Sen. Chris Murphy, a Connecticut Democrat who sits on the Senate Foreign Relations Committee, told Foreign Policy, “The Houthis and their financial supporters are already subject to U.S. sanctions, so the practical impact of the designation would be exclusively to make it more difficult to negotiate with Houthi leaders and to deliver aid to Houthi-controlled areas, where the majority of Yemenis still live.”

But supporters of a Houthi designation argue that the impact stretches far beyond Yemen’s borders and would put additional pressure on Iran, Saudi Arabia’s main regional rival and key backer of the Houthis. Last year, the administration designated the Iran’s Islamic Revolutionary Guard Corps as a terrorist group, a move that preceded a January airstrike in Baghdad that killed the IRGC’s longtime leader, Iranian Gen. Qassem Soleimani.

The U.S. justified the designation by arguing, among other things, that the IRGC was clearly acting as a terrorist organization by encouraging and using proxy forces to carry out attacks against American military personnel stationed in neighboring Iraq.

The Houthis, meanwhile, have their own grim track record. The group, estimated to have tens of thousands of fighters in its ranks, has on multiple occasions kidnapped American citizens. In October, for example, two Americans were released from Houthi custody in exchange for the return of more than 200 Houthi soldiers held prisoner in Oman.

The group’s slogan — “God is great! Death to America! Death to Israel! Curse upon the Jews!
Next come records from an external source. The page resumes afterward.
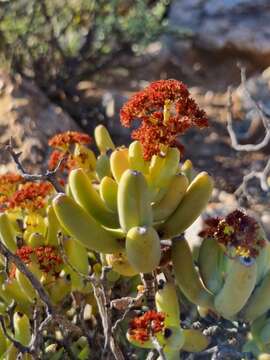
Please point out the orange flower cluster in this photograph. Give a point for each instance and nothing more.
(46, 257)
(68, 138)
(236, 231)
(142, 327)
(31, 196)
(165, 110)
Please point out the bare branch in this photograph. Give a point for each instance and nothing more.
(50, 175)
(23, 349)
(31, 277)
(234, 142)
(262, 175)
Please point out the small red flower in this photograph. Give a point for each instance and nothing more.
(149, 324)
(31, 196)
(65, 139)
(165, 110)
(46, 257)
(236, 231)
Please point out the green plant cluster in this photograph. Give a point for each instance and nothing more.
(121, 218)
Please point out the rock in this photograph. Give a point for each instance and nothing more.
(239, 25)
(30, 119)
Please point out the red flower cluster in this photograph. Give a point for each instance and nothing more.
(45, 256)
(165, 110)
(31, 196)
(238, 231)
(142, 327)
(65, 139)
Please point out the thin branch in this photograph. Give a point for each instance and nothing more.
(50, 175)
(158, 347)
(99, 288)
(262, 175)
(22, 348)
(30, 276)
(234, 142)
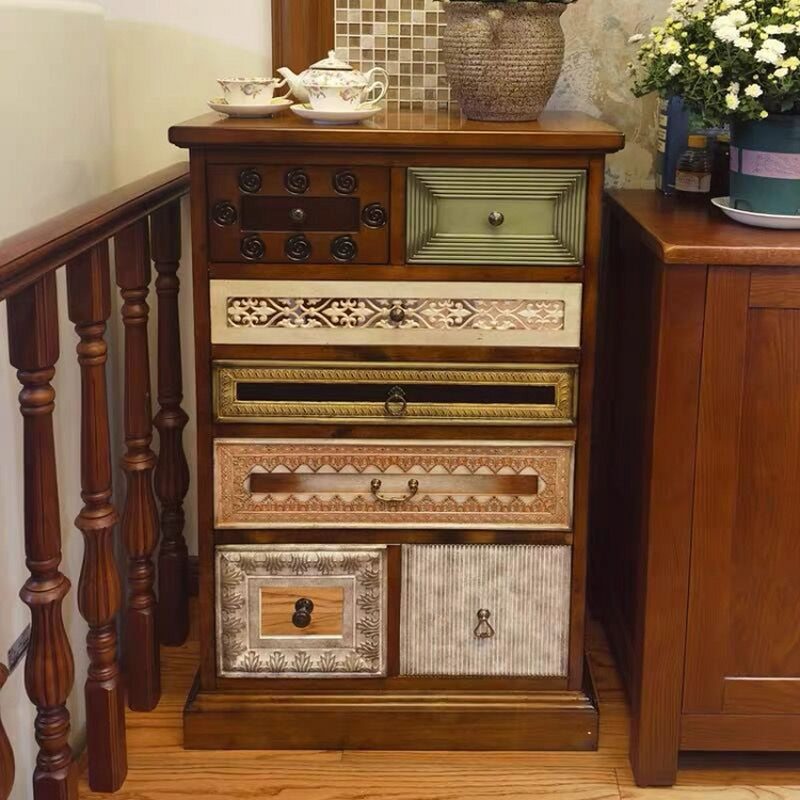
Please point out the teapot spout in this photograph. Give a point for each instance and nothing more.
(296, 85)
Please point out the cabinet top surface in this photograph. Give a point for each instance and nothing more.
(404, 129)
(681, 232)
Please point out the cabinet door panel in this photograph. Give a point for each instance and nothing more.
(743, 648)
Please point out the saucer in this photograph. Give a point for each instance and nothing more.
(786, 222)
(364, 111)
(275, 106)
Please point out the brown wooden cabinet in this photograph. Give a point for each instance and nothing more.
(697, 545)
(395, 368)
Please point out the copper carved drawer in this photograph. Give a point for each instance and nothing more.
(304, 483)
(298, 214)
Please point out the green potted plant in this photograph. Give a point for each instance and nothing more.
(736, 61)
(503, 57)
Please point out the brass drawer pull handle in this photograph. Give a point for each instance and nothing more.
(483, 630)
(396, 402)
(302, 612)
(375, 488)
(397, 315)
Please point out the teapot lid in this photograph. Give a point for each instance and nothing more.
(332, 62)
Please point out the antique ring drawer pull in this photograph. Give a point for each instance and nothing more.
(483, 630)
(302, 612)
(396, 402)
(375, 488)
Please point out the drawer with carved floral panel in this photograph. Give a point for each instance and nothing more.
(304, 611)
(298, 214)
(324, 483)
(396, 313)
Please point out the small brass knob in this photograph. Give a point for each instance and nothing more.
(397, 314)
(484, 630)
(302, 612)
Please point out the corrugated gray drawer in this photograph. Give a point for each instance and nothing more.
(485, 610)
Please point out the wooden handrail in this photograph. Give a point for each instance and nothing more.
(27, 256)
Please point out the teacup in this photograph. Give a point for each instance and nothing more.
(250, 91)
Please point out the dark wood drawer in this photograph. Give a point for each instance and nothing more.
(298, 214)
(454, 394)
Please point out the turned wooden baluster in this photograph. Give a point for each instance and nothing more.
(140, 516)
(49, 669)
(172, 471)
(89, 302)
(6, 754)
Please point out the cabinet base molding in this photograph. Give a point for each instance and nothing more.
(409, 720)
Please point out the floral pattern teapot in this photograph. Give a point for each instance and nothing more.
(333, 85)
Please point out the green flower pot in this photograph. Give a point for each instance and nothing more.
(765, 165)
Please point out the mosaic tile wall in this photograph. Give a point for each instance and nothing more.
(401, 35)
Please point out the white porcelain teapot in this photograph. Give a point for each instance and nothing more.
(333, 85)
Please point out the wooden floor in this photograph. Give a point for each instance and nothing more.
(161, 770)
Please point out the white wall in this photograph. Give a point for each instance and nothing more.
(54, 153)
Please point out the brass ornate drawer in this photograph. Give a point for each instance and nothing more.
(530, 217)
(401, 313)
(394, 393)
(303, 483)
(301, 611)
(485, 610)
(267, 213)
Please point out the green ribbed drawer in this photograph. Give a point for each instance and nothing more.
(539, 216)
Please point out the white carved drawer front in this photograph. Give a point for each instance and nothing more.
(301, 611)
(381, 313)
(485, 610)
(298, 483)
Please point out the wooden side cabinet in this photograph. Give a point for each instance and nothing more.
(697, 530)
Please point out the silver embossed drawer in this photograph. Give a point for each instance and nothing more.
(485, 610)
(301, 611)
(400, 313)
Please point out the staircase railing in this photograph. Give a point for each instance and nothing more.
(143, 219)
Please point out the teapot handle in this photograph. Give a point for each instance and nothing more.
(373, 84)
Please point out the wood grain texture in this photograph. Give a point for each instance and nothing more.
(99, 592)
(6, 753)
(687, 233)
(49, 668)
(28, 255)
(172, 471)
(140, 517)
(162, 770)
(406, 129)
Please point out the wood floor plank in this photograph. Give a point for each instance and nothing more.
(160, 769)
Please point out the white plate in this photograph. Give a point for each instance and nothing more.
(276, 105)
(786, 222)
(363, 112)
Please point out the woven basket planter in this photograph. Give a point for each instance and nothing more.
(503, 60)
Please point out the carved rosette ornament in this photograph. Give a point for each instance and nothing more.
(297, 181)
(345, 182)
(374, 216)
(253, 248)
(250, 181)
(298, 248)
(224, 213)
(244, 649)
(344, 248)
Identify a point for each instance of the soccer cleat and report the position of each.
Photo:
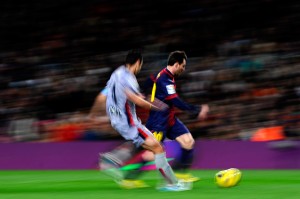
(110, 168)
(180, 186)
(132, 184)
(187, 177)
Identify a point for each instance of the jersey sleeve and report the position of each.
(168, 88)
(132, 84)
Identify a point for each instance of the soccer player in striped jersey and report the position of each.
(164, 124)
(122, 96)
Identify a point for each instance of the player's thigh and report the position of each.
(181, 134)
(177, 130)
(186, 141)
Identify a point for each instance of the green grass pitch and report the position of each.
(92, 184)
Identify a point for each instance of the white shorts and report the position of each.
(137, 133)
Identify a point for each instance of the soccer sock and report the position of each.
(187, 157)
(164, 168)
(135, 173)
(184, 161)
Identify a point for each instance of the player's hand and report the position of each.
(204, 111)
(159, 105)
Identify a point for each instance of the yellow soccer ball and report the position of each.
(228, 178)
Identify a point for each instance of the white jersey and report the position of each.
(121, 111)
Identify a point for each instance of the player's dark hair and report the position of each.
(176, 56)
(133, 56)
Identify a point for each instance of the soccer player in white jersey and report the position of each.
(122, 96)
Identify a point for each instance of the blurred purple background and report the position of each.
(55, 57)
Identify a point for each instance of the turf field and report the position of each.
(92, 184)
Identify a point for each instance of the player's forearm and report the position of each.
(139, 101)
(98, 105)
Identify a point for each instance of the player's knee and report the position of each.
(188, 144)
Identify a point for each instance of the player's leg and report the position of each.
(181, 134)
(111, 161)
(162, 165)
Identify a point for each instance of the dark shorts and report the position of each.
(172, 132)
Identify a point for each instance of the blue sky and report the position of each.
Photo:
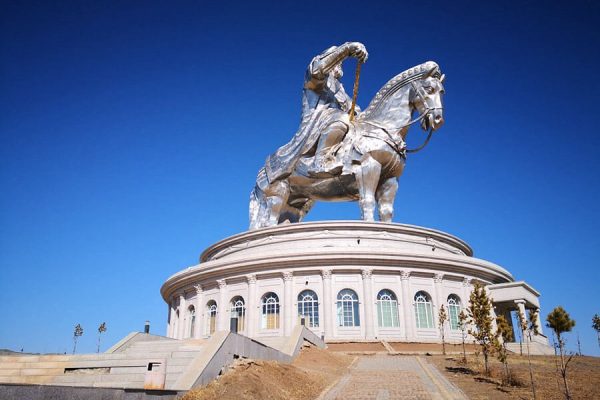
(131, 134)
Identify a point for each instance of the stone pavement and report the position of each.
(383, 377)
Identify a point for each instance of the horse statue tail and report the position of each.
(256, 198)
(258, 205)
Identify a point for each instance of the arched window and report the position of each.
(192, 316)
(211, 308)
(238, 310)
(454, 311)
(423, 310)
(270, 311)
(347, 308)
(308, 308)
(387, 309)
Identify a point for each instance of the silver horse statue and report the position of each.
(374, 148)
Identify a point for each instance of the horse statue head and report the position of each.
(419, 89)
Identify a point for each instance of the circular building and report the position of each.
(344, 280)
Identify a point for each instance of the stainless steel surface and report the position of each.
(331, 158)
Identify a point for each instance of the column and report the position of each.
(538, 321)
(170, 317)
(181, 322)
(438, 280)
(466, 293)
(326, 308)
(199, 329)
(223, 307)
(409, 320)
(251, 308)
(521, 309)
(288, 280)
(368, 302)
(438, 286)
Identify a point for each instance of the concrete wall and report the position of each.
(39, 392)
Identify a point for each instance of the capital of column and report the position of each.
(288, 276)
(198, 288)
(367, 273)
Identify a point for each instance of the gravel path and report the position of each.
(386, 377)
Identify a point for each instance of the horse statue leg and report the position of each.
(276, 195)
(385, 195)
(367, 177)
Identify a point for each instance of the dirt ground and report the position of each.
(314, 370)
(356, 346)
(430, 347)
(583, 376)
(310, 373)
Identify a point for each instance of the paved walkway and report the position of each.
(383, 377)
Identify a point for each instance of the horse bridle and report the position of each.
(420, 92)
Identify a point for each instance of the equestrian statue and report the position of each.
(341, 153)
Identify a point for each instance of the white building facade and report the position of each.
(344, 280)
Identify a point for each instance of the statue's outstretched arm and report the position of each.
(348, 49)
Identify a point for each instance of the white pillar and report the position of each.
(171, 320)
(327, 314)
(223, 307)
(288, 280)
(438, 280)
(466, 293)
(409, 320)
(368, 302)
(251, 308)
(521, 307)
(538, 321)
(199, 328)
(181, 323)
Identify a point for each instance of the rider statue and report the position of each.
(325, 121)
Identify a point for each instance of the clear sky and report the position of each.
(131, 134)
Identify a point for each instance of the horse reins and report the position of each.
(419, 118)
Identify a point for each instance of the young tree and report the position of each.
(530, 328)
(596, 326)
(462, 325)
(480, 318)
(101, 329)
(442, 318)
(76, 333)
(504, 334)
(560, 322)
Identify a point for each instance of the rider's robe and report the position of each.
(324, 101)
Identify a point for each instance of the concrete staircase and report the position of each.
(125, 368)
(146, 362)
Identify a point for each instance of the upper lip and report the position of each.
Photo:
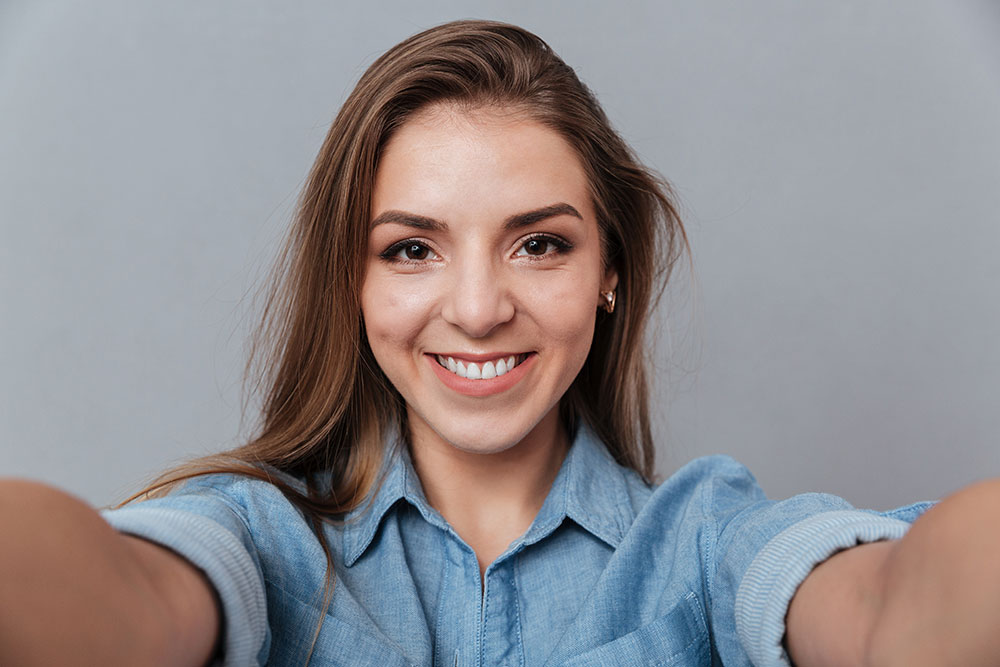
(477, 358)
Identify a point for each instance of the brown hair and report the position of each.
(326, 404)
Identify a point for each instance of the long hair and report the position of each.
(326, 405)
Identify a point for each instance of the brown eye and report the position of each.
(536, 246)
(409, 251)
(416, 251)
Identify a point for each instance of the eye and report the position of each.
(542, 245)
(408, 251)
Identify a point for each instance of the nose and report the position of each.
(478, 299)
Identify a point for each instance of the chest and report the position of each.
(419, 597)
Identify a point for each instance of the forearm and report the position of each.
(940, 587)
(72, 590)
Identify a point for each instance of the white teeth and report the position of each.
(478, 371)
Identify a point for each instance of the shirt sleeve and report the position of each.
(204, 523)
(765, 549)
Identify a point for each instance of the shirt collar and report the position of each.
(590, 488)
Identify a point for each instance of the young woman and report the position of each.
(454, 465)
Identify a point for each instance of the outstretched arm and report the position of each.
(931, 598)
(75, 592)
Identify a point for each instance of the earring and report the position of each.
(609, 301)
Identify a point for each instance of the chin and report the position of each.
(481, 436)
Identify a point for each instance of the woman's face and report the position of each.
(483, 274)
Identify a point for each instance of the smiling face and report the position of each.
(483, 275)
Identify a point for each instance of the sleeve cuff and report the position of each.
(783, 564)
(222, 557)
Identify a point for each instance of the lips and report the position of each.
(479, 369)
(483, 365)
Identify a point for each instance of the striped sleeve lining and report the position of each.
(222, 557)
(785, 561)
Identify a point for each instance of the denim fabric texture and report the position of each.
(698, 570)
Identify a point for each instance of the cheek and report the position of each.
(395, 313)
(566, 310)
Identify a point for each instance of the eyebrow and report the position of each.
(516, 221)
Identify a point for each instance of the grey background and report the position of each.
(837, 163)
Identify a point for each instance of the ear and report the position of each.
(610, 281)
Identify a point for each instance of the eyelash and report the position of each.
(391, 254)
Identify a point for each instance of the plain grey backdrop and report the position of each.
(837, 164)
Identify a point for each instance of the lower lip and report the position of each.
(489, 387)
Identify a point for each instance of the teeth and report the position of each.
(475, 371)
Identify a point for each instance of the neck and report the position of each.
(489, 499)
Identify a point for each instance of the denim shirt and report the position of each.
(698, 570)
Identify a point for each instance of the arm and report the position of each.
(74, 591)
(931, 598)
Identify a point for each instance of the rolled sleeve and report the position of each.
(782, 565)
(212, 536)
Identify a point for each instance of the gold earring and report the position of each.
(609, 301)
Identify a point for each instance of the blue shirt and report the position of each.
(698, 570)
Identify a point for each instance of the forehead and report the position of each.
(492, 161)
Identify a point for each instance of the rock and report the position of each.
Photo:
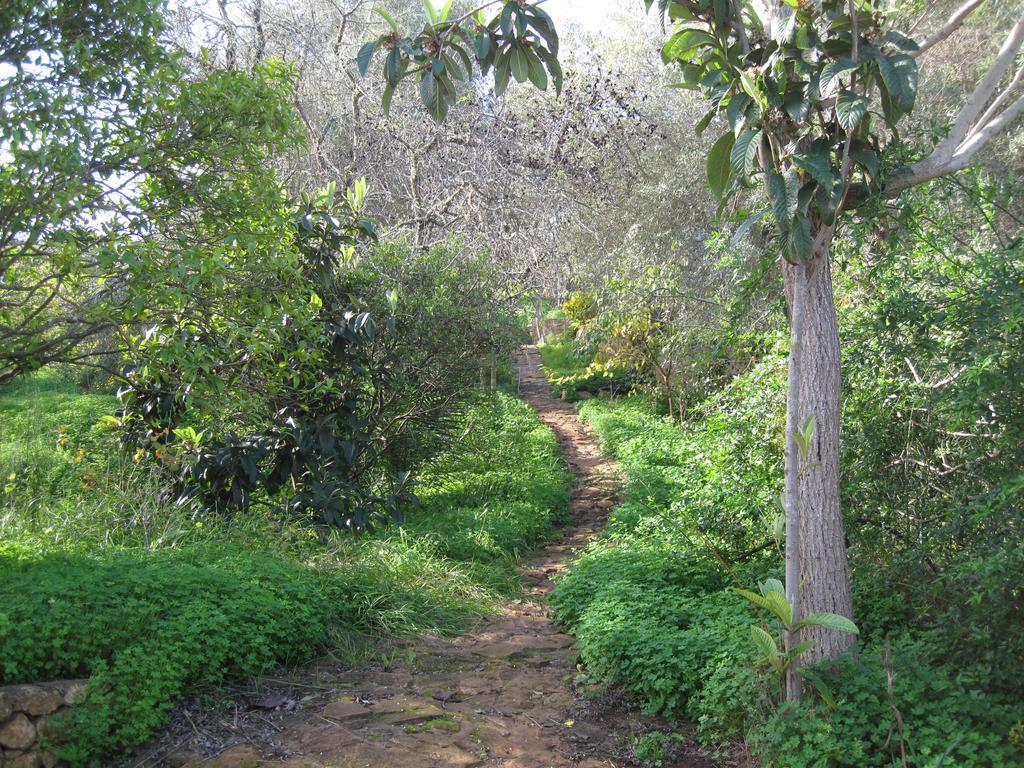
(34, 699)
(25, 760)
(346, 712)
(17, 733)
(73, 691)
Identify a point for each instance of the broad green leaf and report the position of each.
(796, 102)
(718, 165)
(482, 45)
(759, 600)
(519, 64)
(829, 81)
(705, 121)
(503, 71)
(799, 648)
(801, 248)
(816, 163)
(864, 155)
(778, 605)
(736, 111)
(850, 110)
(784, 195)
(744, 153)
(765, 644)
(750, 86)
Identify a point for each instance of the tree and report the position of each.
(813, 93)
(128, 186)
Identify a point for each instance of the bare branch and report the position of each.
(951, 25)
(976, 124)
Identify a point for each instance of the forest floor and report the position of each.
(502, 694)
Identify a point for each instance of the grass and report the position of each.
(100, 578)
(560, 359)
(652, 613)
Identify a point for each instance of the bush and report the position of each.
(651, 613)
(947, 719)
(146, 628)
(148, 623)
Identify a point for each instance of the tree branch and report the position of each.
(975, 125)
(952, 24)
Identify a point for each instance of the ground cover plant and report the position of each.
(259, 303)
(148, 616)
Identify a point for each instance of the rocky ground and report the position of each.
(502, 694)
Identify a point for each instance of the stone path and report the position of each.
(500, 695)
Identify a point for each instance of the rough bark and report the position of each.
(824, 577)
(796, 280)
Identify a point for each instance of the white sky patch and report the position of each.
(592, 15)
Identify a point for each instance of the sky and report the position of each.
(589, 13)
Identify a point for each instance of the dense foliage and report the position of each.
(203, 601)
(931, 494)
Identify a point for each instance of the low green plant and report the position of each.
(651, 750)
(771, 649)
(151, 619)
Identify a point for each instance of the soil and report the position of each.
(502, 694)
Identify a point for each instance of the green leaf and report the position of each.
(520, 65)
(801, 248)
(865, 156)
(816, 163)
(799, 648)
(850, 110)
(736, 111)
(783, 193)
(796, 103)
(393, 67)
(482, 45)
(538, 75)
(765, 644)
(554, 68)
(758, 600)
(502, 72)
(778, 605)
(750, 86)
(386, 98)
(830, 621)
(830, 74)
(718, 165)
(744, 153)
(705, 121)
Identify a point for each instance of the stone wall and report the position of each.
(24, 713)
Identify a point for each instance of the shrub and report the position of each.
(148, 622)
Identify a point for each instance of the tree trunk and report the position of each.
(824, 574)
(539, 317)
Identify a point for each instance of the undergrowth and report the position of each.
(152, 602)
(649, 605)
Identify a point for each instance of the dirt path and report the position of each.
(500, 695)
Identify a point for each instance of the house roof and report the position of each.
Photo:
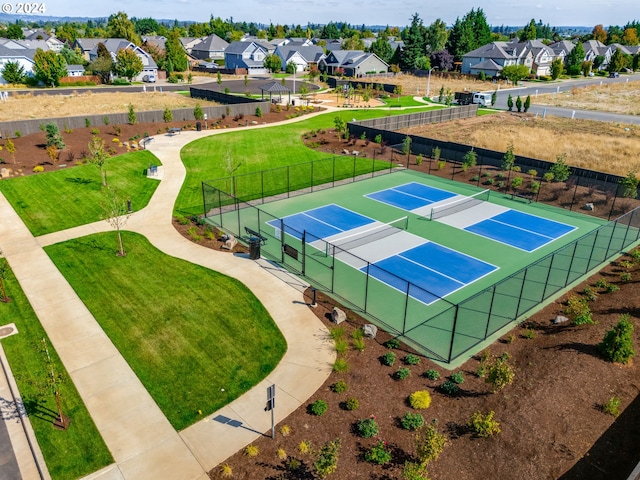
(212, 43)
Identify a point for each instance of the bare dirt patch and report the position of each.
(623, 98)
(605, 147)
(26, 106)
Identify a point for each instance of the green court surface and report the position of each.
(452, 326)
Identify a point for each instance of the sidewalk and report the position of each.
(143, 443)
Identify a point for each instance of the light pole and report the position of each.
(429, 80)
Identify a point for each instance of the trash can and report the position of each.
(254, 248)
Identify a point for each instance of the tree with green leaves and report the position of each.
(575, 58)
(414, 43)
(49, 67)
(13, 72)
(629, 184)
(128, 64)
(382, 48)
(119, 26)
(175, 52)
(515, 73)
(273, 63)
(618, 61)
(98, 156)
(529, 32)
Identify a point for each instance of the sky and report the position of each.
(357, 12)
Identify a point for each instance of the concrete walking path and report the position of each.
(142, 441)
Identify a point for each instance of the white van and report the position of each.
(483, 99)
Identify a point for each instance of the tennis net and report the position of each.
(458, 205)
(363, 237)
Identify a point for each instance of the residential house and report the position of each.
(354, 63)
(113, 45)
(211, 47)
(302, 56)
(247, 55)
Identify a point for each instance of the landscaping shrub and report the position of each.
(367, 427)
(378, 454)
(411, 359)
(617, 345)
(351, 404)
(339, 387)
(432, 374)
(412, 421)
(483, 425)
(388, 359)
(420, 399)
(318, 408)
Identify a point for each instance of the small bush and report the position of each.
(412, 421)
(351, 404)
(378, 454)
(612, 406)
(393, 343)
(617, 345)
(432, 374)
(411, 359)
(339, 387)
(251, 450)
(450, 388)
(388, 359)
(318, 408)
(367, 427)
(483, 425)
(304, 447)
(420, 399)
(341, 365)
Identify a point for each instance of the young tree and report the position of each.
(273, 63)
(128, 64)
(49, 67)
(117, 215)
(98, 157)
(13, 72)
(515, 73)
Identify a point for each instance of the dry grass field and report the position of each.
(621, 98)
(606, 147)
(26, 106)
(410, 83)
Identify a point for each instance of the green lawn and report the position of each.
(260, 149)
(67, 198)
(69, 454)
(187, 332)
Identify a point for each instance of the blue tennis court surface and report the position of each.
(433, 270)
(521, 230)
(410, 196)
(321, 222)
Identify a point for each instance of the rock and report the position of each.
(560, 319)
(370, 330)
(338, 316)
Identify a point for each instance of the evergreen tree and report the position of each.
(414, 44)
(529, 32)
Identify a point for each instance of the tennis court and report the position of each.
(443, 264)
(386, 252)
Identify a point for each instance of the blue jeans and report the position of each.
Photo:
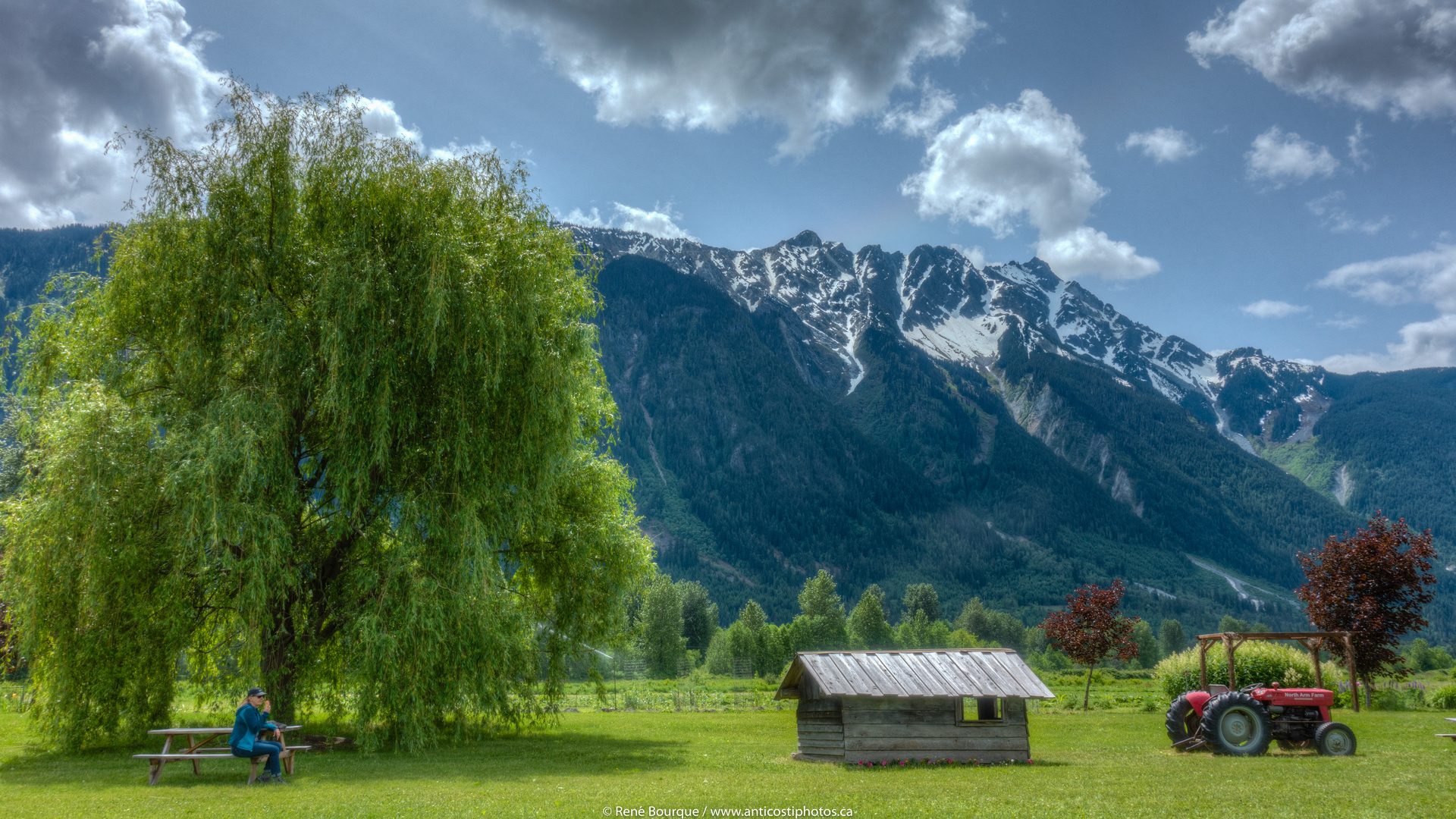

Victory to Islam!” — echoes the calls for death and destruction employed by other terrorist groups across the Middle East and Africa. The organization also routinely employs “virulently anti-Semitic rhetoric,” according to the Counter Extremism Project.

Specialists do not dispute the Houthis violence or its anti-Semitism. But they argue that, in the case of Yemen’s civil war, a terrorist designation will make peace harder to achieve.

“The outcome of that course is it makes it less likely that the resolution of the conflict will reflect our national interests and our preferences to how this is going to work out,” Mr. Feierstein said. “We deal ourselves out of the game by this designation.”